Location
- 410 W. Sullivan Street, Olean, New York 14760
- Coordinates: 42°04′57″N 78°26′05″W﻿ / ﻿42.08250°N 78.43472°W

Information
- Type: Public High School
- School district: Olean City School District
- NCES School ID: 362172003082
- Principal: Jeffrey Andreano
- Staff: 47.89 (FTE)
- Grades: 8-12
- Student to teacher ratio: 15.85
- Colors: Red and Gold
- Athletics: Olean Huskies
- Mascot: Husky
- Affiliation: BOCES
- Accreditation: Middle States Association of Colleges and Schools
- Nicknames: Home of the Huskies
- Website: ohs.oleanschools.org

= Olean High School =

Olean High School is a high school located in Olean, New York, about 65 miles south of Buffalo, New York.

Olean High School was built in 1935 and opened on February 22, 1937. It is known for its athletics programs. It also has numerous clubs, including Model United Nations, DECA, and Interact Club. It is located within the Oak Hill Park Historic District.

==2012-2013 Restructuring==
Due to economics hardships affecting the State of New York since the onset of the Great Recession, the school district began to see steep cuts from the state, and in order to maintain all of its operations, its budgets were continually downsized since 2008. The Olean City School District was restructured for the 2012-2013 School Year due to budget constraints.
Olean High School was traditionally grades 9-12 up until the finish of the 2011–2012 academic year.
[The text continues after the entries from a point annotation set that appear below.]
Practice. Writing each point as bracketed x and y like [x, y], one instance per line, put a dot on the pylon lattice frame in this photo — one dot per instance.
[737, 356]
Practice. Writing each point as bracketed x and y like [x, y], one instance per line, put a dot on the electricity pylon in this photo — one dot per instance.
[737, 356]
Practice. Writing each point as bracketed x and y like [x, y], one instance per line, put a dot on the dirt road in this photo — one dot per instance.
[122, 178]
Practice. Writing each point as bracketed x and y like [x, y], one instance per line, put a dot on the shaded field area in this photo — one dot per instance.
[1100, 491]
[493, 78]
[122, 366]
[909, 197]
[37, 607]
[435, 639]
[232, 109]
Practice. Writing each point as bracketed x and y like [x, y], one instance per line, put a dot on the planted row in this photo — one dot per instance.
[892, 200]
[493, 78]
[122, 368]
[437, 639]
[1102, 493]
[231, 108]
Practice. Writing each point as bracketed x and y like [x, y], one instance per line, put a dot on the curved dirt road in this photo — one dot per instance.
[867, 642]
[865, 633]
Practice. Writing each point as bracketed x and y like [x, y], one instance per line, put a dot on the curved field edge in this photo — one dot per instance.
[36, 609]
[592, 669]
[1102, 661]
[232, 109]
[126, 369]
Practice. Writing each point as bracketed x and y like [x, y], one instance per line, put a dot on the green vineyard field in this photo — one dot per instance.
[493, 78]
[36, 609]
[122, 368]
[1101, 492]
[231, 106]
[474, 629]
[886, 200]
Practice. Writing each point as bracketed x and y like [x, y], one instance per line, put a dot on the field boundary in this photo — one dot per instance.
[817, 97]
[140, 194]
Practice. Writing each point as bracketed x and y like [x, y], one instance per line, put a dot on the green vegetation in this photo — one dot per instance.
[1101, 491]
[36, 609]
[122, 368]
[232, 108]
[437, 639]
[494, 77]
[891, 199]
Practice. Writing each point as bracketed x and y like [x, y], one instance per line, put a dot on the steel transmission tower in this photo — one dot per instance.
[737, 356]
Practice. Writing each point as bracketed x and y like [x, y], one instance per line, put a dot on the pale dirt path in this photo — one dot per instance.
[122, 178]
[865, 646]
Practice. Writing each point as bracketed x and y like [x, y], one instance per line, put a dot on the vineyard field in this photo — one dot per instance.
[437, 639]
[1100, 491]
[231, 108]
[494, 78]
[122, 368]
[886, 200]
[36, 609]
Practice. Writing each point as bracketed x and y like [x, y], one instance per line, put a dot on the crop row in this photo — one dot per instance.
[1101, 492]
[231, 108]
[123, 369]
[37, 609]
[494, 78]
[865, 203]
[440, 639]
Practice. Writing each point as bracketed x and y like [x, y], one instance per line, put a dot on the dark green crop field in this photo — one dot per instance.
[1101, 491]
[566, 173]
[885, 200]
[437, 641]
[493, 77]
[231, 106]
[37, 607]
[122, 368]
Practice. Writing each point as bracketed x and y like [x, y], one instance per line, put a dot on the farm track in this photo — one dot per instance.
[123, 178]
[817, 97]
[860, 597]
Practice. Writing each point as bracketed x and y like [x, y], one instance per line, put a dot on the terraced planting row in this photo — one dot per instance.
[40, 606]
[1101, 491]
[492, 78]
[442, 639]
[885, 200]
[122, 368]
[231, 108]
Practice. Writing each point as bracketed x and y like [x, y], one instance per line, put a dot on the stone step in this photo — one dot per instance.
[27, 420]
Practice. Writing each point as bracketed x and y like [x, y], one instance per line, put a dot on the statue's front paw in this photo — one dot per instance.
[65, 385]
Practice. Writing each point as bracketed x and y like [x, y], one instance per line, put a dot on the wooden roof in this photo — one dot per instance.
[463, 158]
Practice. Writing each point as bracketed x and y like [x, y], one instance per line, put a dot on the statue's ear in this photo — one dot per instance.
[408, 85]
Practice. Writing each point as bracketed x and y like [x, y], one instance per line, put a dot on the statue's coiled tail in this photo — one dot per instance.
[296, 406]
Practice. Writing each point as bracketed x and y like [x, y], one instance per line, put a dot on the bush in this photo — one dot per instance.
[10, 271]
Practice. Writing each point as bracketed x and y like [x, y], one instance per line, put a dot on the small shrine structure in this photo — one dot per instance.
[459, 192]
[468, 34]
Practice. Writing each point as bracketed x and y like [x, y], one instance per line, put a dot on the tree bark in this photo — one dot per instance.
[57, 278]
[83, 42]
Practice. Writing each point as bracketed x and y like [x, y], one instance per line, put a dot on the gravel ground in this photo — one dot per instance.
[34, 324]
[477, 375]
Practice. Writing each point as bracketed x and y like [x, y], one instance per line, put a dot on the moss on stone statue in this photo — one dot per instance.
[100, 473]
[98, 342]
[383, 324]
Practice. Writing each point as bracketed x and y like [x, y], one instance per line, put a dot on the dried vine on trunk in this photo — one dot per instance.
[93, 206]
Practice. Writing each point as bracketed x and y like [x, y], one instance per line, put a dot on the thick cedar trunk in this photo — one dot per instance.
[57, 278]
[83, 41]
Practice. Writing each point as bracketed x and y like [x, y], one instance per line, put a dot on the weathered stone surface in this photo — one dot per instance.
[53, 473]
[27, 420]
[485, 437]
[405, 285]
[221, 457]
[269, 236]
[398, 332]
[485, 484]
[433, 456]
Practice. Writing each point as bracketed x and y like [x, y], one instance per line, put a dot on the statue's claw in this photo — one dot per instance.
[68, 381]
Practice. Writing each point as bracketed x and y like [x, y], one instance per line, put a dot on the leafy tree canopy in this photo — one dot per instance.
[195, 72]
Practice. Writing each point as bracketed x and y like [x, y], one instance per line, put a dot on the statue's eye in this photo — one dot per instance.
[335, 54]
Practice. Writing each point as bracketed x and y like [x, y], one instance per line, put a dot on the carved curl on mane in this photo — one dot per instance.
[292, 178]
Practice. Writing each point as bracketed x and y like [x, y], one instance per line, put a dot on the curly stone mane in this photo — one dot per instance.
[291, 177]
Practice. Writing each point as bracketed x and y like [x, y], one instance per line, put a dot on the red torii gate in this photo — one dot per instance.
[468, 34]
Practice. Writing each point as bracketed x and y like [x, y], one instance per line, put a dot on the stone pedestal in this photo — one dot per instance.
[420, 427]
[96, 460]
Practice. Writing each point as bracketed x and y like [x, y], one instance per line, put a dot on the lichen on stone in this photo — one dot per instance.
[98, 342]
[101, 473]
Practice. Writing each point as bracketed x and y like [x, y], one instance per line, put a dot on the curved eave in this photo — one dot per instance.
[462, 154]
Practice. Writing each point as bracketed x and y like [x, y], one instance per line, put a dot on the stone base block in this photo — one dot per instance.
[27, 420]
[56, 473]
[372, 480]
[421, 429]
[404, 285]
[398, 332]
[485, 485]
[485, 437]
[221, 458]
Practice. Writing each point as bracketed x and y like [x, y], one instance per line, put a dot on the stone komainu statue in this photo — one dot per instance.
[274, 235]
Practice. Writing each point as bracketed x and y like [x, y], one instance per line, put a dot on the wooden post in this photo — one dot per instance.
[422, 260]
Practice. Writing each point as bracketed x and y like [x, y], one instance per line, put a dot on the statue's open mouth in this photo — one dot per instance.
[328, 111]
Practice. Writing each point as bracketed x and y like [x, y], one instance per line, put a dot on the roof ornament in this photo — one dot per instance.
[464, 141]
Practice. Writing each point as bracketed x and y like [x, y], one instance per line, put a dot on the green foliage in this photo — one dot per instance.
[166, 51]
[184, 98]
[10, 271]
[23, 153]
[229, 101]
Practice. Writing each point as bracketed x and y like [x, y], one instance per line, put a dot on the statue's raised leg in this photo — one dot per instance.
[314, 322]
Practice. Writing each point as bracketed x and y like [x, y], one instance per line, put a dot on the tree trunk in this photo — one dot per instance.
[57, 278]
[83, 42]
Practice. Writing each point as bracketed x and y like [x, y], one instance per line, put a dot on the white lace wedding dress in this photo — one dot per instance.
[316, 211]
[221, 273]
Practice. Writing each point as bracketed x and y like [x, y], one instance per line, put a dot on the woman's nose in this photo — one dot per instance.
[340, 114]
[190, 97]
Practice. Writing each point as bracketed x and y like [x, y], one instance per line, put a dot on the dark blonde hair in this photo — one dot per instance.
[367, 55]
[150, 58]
Following the end of the 2012 academic year, Olean High School now operates as grades 8–12.

==Athletics==
Olean High School offers golf, basketball, baseball, softball, football, volleyball, soccer, tennis, wrestling, cross country, swimming, cheerleading, and track and field.

==Alumni==
- John Francis O'Hern, Bishop of Rochester
- Jeff Prescott, Wrestling, 3 time NYS champion, 2 time NCAA Wrestling Champion at Penn State
- Dr. Martial Knieser, served at Walter Reed 69-76. Developed the amniocentesis test for fetal lung development.